The impetus to write seldom comes as an idea or a clear plan. It comes instead as a ‘pressure around the heart’. So writes Anne Schuster in the first lesson – Rootprints – of her book Foolish Delusions.

But this is not a manual for writers; it is rather a novel and a memoir interspersed with brief lessons to help along those who feel that pressure.

Schuster, who lives in Muizenberg, has been teaching writing courses for many years, and has inspired many people to begin writing.

The first of the two stories in Foolish delusions is set in Valkenberg Asylum (now known as Valkenberg Hospital) in the 1890s, and the second is Anna Bertrand’s story, written in 2004 in Cape Town.

In the one-page ‘lessons’, Schuster writes about autobiography and gives the reader writing exercises to do as a way to tap into their own stories.
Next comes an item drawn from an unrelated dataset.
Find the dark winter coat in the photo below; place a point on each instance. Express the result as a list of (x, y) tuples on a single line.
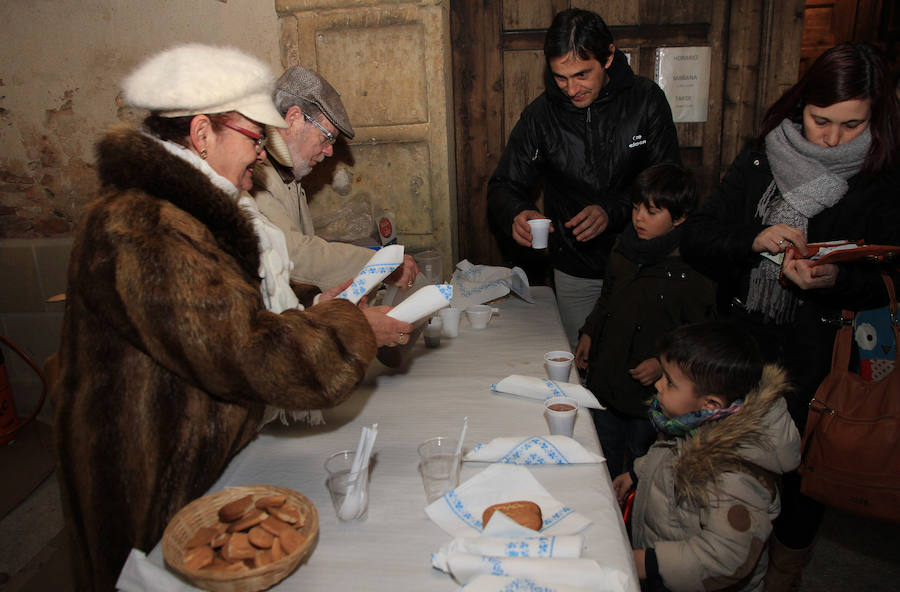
[(168, 355), (638, 304), (718, 240), (584, 156), (705, 503)]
The Valkenberg story is that of Maria Jacoba Schultz, who has been committed for life for killing her husband, and who is Anna Bertrand’s great-grandmother.

The second story is Anna’s reflections on her life, and follows the format suggested in the lessons.

In the first lesson Schuster suggests finding an ancestor you know little about and starting a relationship with him/her, and so it is that Bertrand uncovers the bare details of Maria Jacoba Schultz and turns them into a wonderful story.

It is this story I found fascinating, with its insight into the lives of women around the turn of the 20th century, set in old Cape Town in places familiar to Capetonians.

In Foolish Delusions Schuster writes: ‘We need courage … to cross the borders, the barriers in ourselves and in our writing. To go to the edge of the familiar places in ourselves …’

Foolish delusions may just be the impetus for readers to meet this challenge, and begin writing the stories of their own lives.